Zitat von sysopDPASensation in Hessens Landeshauptstadt: SPD-Herausforderer Sven Gerich gewinnt in der Stichwahl ums Oberbürgermeisteramt gegen die CDU. Amtsinhaber Helmut Müller hatte nach dem ersten Wahlgang noch klar vorne gelegen. Jetzt sind in deutschen Großstädten nur noch vier CDU-OBs übrig. http://www.spiegel.de/politik/deutschland/wiesbaden-spd-mann-gerich-schlaegt-cdu-oberbuergermeister-mueller-a-887973.html
Landtagswahl in 6 Monaten? Vor dem Schreiben schlau machen könnte hilfreich sein!
agendaman 11.03.2013
4. Angela Merkel allein ist zu wenig!
Die Union sonnt sich in hohen Zustimmungswerten dank der Kanzlerin. Jetzt, wo sie allerdings schon fast alle Bundesländer und auch fast alle Großstädte verloren hat, stellt sich die Frage, ob die Popularität Merkels ausreicht. Wofür steht die Kanzlerin und wofür steht ihre Partei?. Die Union hat sich zur Partei des sowohl als auch, zur Partei der Beliebigkeit, entwiickelt.Das mag mancher als modern bezeichnen, macht die Union aber unkenntlich. Wenn das einzige Alleinstellungsmerkmal die Kanzlerin, der Rest aber austauschbar ist, dann braucht man sich über den Niedergang nicht wundern. Die SPD hat ihre große Krise bekommen, weil Schröder das Land vor die Partei stellte mit seiner Agendapolitik und dabei klare Kante gezeigt hat.

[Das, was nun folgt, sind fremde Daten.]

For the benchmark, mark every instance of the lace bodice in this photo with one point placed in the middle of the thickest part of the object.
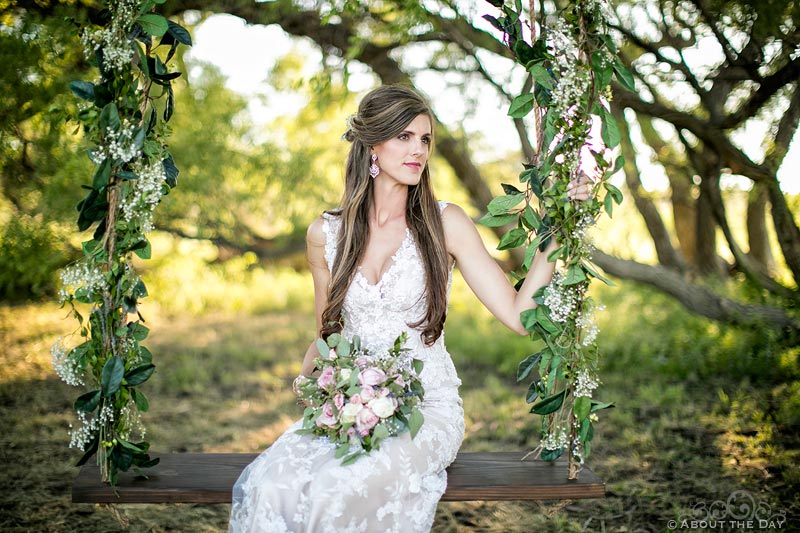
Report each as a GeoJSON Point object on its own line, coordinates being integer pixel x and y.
{"type": "Point", "coordinates": [298, 485]}
{"type": "Point", "coordinates": [379, 313]}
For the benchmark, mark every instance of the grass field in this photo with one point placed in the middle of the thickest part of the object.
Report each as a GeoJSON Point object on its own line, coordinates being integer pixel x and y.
{"type": "Point", "coordinates": [702, 411]}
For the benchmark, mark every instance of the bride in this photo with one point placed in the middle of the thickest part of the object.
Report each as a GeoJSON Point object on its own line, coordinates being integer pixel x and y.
{"type": "Point", "coordinates": [382, 265]}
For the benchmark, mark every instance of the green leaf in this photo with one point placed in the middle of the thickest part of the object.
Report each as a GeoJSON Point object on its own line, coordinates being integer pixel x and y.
{"type": "Point", "coordinates": [533, 392]}
{"type": "Point", "coordinates": [153, 24]}
{"type": "Point", "coordinates": [140, 400]}
{"type": "Point", "coordinates": [624, 75]}
{"type": "Point", "coordinates": [512, 239]}
{"type": "Point", "coordinates": [609, 131]}
{"type": "Point", "coordinates": [523, 51]}
{"type": "Point", "coordinates": [541, 75]}
{"type": "Point", "coordinates": [550, 404]}
{"type": "Point", "coordinates": [581, 408]}
{"type": "Point", "coordinates": [493, 221]}
{"type": "Point", "coordinates": [608, 204]}
{"type": "Point", "coordinates": [555, 254]}
{"type": "Point", "coordinates": [109, 117]}
{"type": "Point", "coordinates": [415, 422]}
{"type": "Point", "coordinates": [139, 331]}
{"type": "Point", "coordinates": [597, 406]}
{"type": "Point", "coordinates": [531, 218]}
{"type": "Point", "coordinates": [530, 252]}
{"type": "Point", "coordinates": [521, 105]}
{"type": "Point", "coordinates": [82, 89]}
{"type": "Point", "coordinates": [527, 365]}
{"type": "Point", "coordinates": [575, 275]}
{"type": "Point", "coordinates": [88, 402]}
{"type": "Point", "coordinates": [615, 193]}
{"type": "Point", "coordinates": [603, 69]}
{"type": "Point", "coordinates": [111, 376]}
{"type": "Point", "coordinates": [140, 374]}
{"type": "Point", "coordinates": [143, 251]}
{"type": "Point", "coordinates": [500, 205]}
{"type": "Point", "coordinates": [586, 431]}
{"type": "Point", "coordinates": [89, 450]}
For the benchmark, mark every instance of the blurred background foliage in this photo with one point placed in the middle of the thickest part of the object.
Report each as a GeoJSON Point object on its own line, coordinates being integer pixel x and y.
{"type": "Point", "coordinates": [699, 335]}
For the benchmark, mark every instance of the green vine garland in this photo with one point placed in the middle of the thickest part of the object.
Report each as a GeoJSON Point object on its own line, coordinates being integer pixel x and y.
{"type": "Point", "coordinates": [124, 117]}
{"type": "Point", "coordinates": [571, 63]}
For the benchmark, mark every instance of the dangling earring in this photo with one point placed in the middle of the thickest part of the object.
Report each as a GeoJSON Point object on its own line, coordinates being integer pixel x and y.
{"type": "Point", "coordinates": [374, 169]}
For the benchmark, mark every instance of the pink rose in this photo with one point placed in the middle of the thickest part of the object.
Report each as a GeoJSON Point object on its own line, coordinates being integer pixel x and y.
{"type": "Point", "coordinates": [367, 393]}
{"type": "Point", "coordinates": [327, 417]}
{"type": "Point", "coordinates": [371, 376]}
{"type": "Point", "coordinates": [366, 419]}
{"type": "Point", "coordinates": [327, 379]}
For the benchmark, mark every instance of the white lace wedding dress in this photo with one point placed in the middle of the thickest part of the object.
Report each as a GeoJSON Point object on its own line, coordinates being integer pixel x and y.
{"type": "Point", "coordinates": [297, 485]}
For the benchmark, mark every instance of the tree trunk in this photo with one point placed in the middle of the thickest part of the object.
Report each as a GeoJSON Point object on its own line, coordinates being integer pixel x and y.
{"type": "Point", "coordinates": [758, 238]}
{"type": "Point", "coordinates": [667, 255]}
{"type": "Point", "coordinates": [697, 298]}
{"type": "Point", "coordinates": [707, 260]}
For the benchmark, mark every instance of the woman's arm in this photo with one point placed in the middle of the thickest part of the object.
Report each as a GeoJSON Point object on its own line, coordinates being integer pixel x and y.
{"type": "Point", "coordinates": [315, 253]}
{"type": "Point", "coordinates": [485, 277]}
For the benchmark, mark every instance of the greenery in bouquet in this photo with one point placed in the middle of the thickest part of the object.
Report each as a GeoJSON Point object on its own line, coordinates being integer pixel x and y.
{"type": "Point", "coordinates": [358, 398]}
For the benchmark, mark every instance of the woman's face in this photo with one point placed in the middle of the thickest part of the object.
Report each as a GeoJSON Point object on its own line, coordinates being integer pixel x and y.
{"type": "Point", "coordinates": [403, 158]}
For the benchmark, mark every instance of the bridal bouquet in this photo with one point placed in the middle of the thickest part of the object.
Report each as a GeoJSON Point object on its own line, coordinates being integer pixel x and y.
{"type": "Point", "coordinates": [358, 399]}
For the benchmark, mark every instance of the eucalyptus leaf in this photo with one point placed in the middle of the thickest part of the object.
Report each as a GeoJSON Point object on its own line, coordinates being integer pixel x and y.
{"type": "Point", "coordinates": [512, 239]}
{"type": "Point", "coordinates": [153, 24]}
{"type": "Point", "coordinates": [500, 205]}
{"type": "Point", "coordinates": [521, 105]}
{"type": "Point", "coordinates": [88, 402]}
{"type": "Point", "coordinates": [111, 376]}
{"type": "Point", "coordinates": [550, 404]}
{"type": "Point", "coordinates": [527, 365]}
{"type": "Point", "coordinates": [140, 374]}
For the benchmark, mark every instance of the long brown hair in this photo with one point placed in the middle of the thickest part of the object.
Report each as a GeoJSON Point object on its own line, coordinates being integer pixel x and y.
{"type": "Point", "coordinates": [384, 113]}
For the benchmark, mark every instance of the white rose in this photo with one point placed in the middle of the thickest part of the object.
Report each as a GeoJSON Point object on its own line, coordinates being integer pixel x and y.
{"type": "Point", "coordinates": [350, 411]}
{"type": "Point", "coordinates": [383, 407]}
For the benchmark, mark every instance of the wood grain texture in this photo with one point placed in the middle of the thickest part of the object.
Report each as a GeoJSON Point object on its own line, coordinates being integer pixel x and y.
{"type": "Point", "coordinates": [209, 477]}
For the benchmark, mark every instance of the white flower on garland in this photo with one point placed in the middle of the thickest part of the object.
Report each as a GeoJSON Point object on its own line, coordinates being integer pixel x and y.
{"type": "Point", "coordinates": [65, 366]}
{"type": "Point", "coordinates": [143, 194]}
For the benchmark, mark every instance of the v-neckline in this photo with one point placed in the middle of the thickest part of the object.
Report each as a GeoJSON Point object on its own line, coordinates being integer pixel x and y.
{"type": "Point", "coordinates": [392, 263]}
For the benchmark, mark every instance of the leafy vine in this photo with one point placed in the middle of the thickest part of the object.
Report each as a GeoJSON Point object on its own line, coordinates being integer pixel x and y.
{"type": "Point", "coordinates": [124, 116]}
{"type": "Point", "coordinates": [571, 62]}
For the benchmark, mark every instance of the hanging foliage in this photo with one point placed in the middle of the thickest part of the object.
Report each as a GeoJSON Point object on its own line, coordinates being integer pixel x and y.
{"type": "Point", "coordinates": [124, 118]}
{"type": "Point", "coordinates": [571, 61]}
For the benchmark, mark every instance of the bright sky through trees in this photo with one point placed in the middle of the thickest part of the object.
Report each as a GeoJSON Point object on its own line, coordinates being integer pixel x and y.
{"type": "Point", "coordinates": [221, 38]}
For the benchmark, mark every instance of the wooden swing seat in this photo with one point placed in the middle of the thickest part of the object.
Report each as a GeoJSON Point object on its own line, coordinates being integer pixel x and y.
{"type": "Point", "coordinates": [208, 478]}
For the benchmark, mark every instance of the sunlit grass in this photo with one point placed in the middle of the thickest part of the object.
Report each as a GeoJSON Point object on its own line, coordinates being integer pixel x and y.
{"type": "Point", "coordinates": [701, 410]}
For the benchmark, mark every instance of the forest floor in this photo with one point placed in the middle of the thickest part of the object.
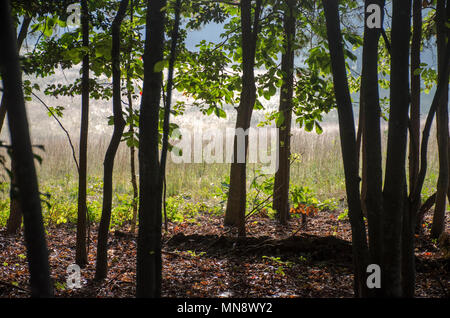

Die Union und auch unser Land haben von dieser Politik massiv profitiert. Jetzt ist die Union zur Unkenntlichkeit verkommen und hat keine Vision für die Zukunft. Wofür steht diese Partei?
alice 11.03.2013
5. Der Flughafen
Zitat von sysopDPASensation in Hessens Landeshauptstadt: SPD-Herausforderer Sven Gerich gewinnt in der Stichwahl ums Oberbürgermeisteramt gegen die CDU. Amtsinhaber Helmut Müller hatte nach dem ersten Wahlgang noch klar vorne gelegen. Jetzt sind in deutschen Großstädten nur noch vier CDU-OBs übrig. http://www.spiegel.de/politik/deutschland/wiesbaden-spd-mann-gerich-schlaegt-cdu-oberbuergermeister-mueller-a-887973.html
wird der CDU das Genick brechen. Die Nordwestbahn zieht die CDU in den Abgrund. Die Landtagswahlen werden ein Fiasko werden.